Bed Bath & Beyond is failing fast
Bed Bath & Beyond is losing shoppers and money at a rapid clip, and the company will need to quickly reverse course to avoid bankruptcy.
The struggling chain announced Thursday that sales at stores open for at least a year plunged 26% during its latest quarter ending August 27. The company also lost $366 million in that period and profits fell as the chain discounted merchandise to clear shelves.
Bed Bath & Beyond shares were down 3% in early trading Thursday. The stock has lost more than half its value this year.
“Our overall results are not acceptable nor demonstrative of our potential,” Sue Gove, the retailer’s interim CEO, said on an earnings call Thursday. Gove replaced previous CEO Mark Tritton in June.
Sales dropped last quarter because Bed Bath & Beyond has been offering too much merchandise that customers don’t want and was out of stock on items in higher demand, according to the company.
Bed Bath & Beyond is adjusting its inventory by eliminating one-third of its own brands and adding well-known brands and new direct-to-consumer brands back into the mix.
This is a reversal from a previous push, implemented under Tritton, to stock more of the retailer’s own brands. That strategy was successful at Target, but it turned off brand-loyal customers at Bed Bath & Beyond who wanted big-name brands.
“Over the summer, we jump-started the rebalancing of our inventory away from owned brands and resolving the broken stock across our national brands,” Gove said Thursday.

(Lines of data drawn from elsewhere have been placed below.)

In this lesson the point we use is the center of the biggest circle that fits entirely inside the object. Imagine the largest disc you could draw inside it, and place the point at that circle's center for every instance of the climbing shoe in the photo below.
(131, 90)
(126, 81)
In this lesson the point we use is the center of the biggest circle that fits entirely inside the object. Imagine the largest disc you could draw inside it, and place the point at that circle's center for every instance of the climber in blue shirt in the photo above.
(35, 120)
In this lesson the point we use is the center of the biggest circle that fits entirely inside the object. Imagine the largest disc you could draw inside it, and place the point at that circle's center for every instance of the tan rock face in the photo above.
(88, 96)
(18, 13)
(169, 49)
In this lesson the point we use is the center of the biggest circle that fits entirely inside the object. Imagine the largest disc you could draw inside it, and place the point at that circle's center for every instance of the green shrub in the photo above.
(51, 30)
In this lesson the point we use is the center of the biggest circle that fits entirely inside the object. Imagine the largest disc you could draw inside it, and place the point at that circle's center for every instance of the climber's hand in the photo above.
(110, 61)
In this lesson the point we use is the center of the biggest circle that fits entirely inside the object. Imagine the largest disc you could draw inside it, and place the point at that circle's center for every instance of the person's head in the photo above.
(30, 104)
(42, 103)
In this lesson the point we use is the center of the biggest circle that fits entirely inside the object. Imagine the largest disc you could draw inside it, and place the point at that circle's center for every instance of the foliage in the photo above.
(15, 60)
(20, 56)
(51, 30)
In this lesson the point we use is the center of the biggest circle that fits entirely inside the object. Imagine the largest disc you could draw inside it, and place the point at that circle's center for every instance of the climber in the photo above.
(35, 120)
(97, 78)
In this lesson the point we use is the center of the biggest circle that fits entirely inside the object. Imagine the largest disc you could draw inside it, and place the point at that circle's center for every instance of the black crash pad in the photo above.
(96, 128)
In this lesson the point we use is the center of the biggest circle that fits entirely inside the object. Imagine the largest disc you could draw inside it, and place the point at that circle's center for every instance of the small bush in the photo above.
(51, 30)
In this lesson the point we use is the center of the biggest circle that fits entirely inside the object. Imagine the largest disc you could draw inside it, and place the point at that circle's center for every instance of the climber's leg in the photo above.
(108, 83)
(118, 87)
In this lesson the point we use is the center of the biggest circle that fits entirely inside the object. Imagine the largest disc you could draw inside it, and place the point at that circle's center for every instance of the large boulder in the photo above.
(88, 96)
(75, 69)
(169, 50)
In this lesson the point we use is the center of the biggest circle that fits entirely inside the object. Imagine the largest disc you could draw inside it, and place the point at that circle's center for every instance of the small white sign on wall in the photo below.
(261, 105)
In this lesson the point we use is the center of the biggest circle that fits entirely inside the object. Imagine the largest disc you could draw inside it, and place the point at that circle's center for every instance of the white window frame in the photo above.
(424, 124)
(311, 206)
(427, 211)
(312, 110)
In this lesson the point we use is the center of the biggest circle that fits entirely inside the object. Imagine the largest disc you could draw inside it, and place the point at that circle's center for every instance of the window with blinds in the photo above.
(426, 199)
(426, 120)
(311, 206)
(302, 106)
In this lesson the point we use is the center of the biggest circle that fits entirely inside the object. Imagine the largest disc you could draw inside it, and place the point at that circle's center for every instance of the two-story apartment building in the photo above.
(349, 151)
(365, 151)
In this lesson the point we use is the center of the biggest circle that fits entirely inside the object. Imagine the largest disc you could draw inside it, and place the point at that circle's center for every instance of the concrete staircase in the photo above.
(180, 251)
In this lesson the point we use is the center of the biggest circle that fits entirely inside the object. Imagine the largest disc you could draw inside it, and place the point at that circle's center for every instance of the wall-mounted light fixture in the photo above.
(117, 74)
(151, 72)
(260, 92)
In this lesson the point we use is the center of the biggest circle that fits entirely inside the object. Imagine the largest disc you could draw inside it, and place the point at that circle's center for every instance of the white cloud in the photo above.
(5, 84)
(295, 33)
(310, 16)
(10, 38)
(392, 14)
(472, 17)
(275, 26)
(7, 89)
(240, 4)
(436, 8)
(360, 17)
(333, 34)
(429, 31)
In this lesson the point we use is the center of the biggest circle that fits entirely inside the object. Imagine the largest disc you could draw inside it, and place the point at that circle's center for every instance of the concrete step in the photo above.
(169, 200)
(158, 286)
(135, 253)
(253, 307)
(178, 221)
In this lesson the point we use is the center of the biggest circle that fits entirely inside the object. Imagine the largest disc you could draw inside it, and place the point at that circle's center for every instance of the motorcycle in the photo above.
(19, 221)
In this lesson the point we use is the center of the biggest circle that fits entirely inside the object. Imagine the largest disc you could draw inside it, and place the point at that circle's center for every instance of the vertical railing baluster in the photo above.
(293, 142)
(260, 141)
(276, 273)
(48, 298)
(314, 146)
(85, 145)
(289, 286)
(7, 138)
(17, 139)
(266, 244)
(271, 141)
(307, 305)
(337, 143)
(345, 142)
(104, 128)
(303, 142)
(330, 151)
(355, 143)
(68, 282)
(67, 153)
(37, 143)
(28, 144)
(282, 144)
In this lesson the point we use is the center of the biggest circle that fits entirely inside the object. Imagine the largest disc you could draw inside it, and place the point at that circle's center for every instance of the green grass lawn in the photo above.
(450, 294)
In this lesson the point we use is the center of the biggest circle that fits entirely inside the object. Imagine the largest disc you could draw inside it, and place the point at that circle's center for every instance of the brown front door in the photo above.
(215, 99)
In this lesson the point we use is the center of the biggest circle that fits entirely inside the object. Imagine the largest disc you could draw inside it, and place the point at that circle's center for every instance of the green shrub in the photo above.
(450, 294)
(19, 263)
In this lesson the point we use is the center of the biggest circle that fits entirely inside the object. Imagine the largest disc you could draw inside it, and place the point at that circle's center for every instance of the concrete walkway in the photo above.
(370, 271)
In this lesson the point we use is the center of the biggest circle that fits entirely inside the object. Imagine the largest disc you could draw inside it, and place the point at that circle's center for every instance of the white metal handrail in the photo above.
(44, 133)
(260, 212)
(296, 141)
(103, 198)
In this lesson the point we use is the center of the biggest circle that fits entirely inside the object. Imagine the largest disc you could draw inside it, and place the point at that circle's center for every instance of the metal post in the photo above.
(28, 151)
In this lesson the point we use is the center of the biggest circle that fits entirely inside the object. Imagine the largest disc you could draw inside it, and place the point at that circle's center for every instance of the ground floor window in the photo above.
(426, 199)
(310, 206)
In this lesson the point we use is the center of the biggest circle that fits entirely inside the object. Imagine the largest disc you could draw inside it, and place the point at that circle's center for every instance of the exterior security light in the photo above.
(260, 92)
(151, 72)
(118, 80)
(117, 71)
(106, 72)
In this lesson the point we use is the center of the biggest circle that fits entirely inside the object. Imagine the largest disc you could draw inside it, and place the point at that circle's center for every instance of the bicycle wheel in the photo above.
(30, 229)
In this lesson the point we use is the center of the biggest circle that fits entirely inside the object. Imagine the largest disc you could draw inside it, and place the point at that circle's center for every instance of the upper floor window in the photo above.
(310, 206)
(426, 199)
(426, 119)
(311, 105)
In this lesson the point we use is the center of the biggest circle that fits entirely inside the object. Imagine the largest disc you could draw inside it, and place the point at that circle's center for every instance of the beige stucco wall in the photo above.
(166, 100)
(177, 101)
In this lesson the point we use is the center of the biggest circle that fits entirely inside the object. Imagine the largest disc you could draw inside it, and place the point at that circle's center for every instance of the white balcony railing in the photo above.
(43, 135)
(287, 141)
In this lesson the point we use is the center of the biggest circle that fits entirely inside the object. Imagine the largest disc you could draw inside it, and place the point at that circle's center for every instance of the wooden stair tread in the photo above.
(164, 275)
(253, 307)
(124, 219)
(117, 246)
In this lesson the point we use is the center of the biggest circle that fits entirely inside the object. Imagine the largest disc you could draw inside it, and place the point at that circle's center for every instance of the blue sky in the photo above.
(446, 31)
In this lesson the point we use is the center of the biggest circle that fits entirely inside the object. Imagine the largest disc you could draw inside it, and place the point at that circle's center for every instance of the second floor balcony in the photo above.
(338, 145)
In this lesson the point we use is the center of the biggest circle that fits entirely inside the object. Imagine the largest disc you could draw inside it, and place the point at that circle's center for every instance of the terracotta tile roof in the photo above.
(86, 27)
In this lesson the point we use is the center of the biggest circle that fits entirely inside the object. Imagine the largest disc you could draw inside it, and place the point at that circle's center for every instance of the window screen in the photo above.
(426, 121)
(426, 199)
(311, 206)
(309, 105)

The company has announced other strategies to try to win back shoppers, including a new rewards program, improved mobile app and new visual displays in stores.

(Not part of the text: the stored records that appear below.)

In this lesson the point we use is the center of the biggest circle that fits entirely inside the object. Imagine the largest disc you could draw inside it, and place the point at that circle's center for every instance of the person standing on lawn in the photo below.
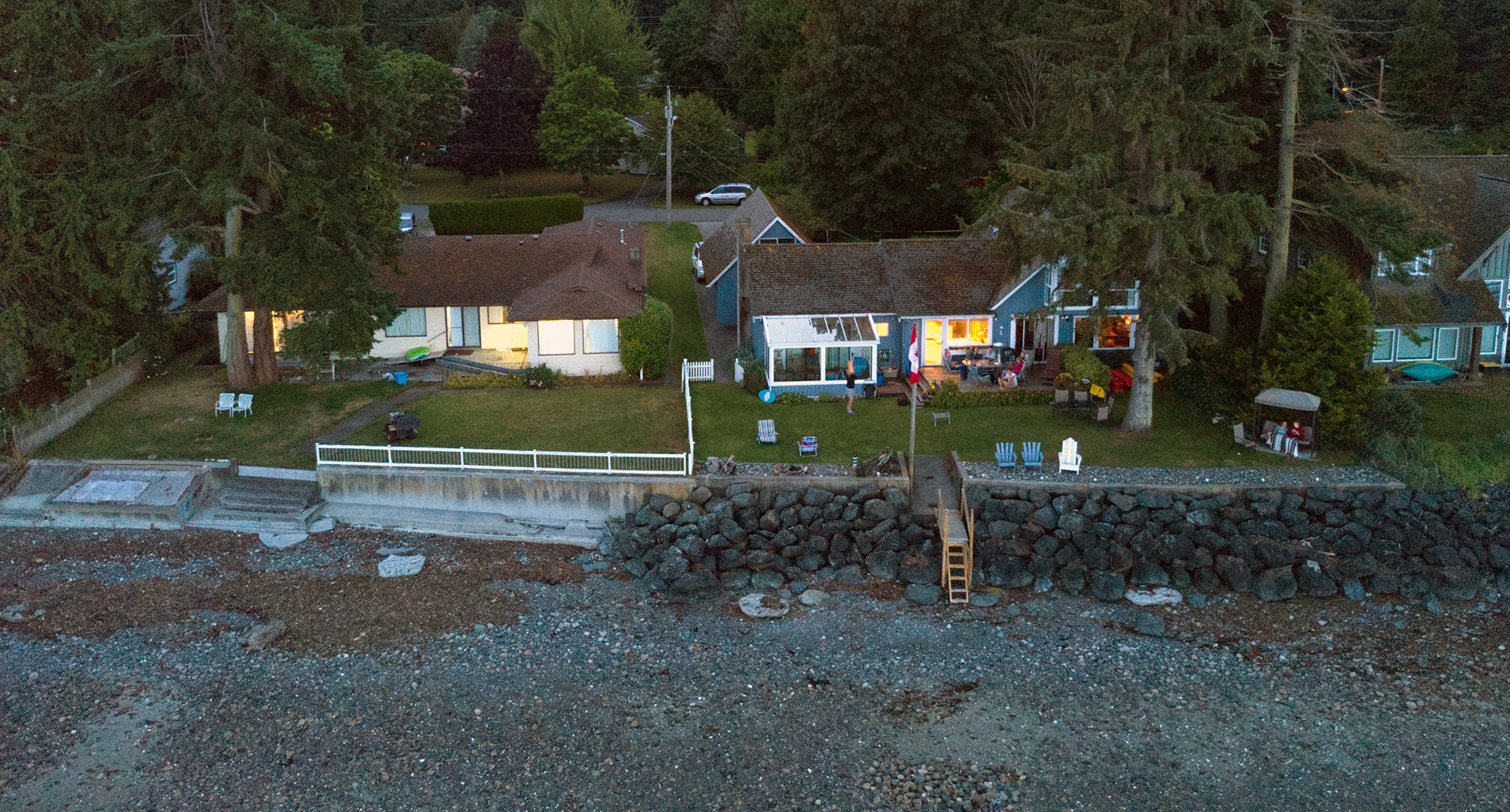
(849, 387)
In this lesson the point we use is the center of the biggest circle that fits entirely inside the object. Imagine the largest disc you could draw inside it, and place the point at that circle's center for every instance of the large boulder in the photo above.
(1275, 585)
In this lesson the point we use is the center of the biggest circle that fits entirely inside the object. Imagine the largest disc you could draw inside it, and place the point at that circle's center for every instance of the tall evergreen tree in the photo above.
(575, 34)
(1118, 180)
(76, 268)
(883, 143)
(505, 103)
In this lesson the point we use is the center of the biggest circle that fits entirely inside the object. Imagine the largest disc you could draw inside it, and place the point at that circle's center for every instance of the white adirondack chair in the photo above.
(1070, 457)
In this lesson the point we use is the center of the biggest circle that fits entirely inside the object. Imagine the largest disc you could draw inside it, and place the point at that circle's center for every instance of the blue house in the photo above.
(812, 309)
(754, 223)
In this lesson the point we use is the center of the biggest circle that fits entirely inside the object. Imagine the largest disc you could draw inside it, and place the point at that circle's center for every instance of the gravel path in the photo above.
(602, 697)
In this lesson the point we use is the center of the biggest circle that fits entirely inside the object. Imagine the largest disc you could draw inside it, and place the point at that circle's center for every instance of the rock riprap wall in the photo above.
(1274, 544)
(769, 538)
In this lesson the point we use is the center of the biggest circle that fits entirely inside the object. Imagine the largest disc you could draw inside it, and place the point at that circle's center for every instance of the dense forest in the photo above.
(1154, 141)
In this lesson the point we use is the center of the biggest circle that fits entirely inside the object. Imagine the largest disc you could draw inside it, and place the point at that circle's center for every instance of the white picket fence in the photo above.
(499, 460)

“Our customers are anxious to get back in our stores,” Gove said. “They want variety, they want value and they want coupons.”
Last month, Bed Bath & Beyond also announced it will close 150 stores and secured $500 million in new financing to help pay suppliers and finance other expenses.
Analysts say it may be too late for Bed Bath & Beyond to right itself and remain competitive with such larger retailers as Amazon and Target.
“Bed Bath & Beyond was slow to change with the evolving environment. They were too concerned around not trying to jeopardize the cash cow of stores,” said Michael Lasser, a retail analyst at UBS.
The company’s famous blue coupons also proved less effective as online shopping became more popular and customers could easily compare prices.
Target, Walmart, Costco and other chains stand to benefit even more from Bed Bath & Beyond’s challenges and store closures. Around 79% of Bed Bath & Beyond stores are within a 10 minute drive of a Walmart and 77% of stores have a Target within 10 minutes, Lasser said.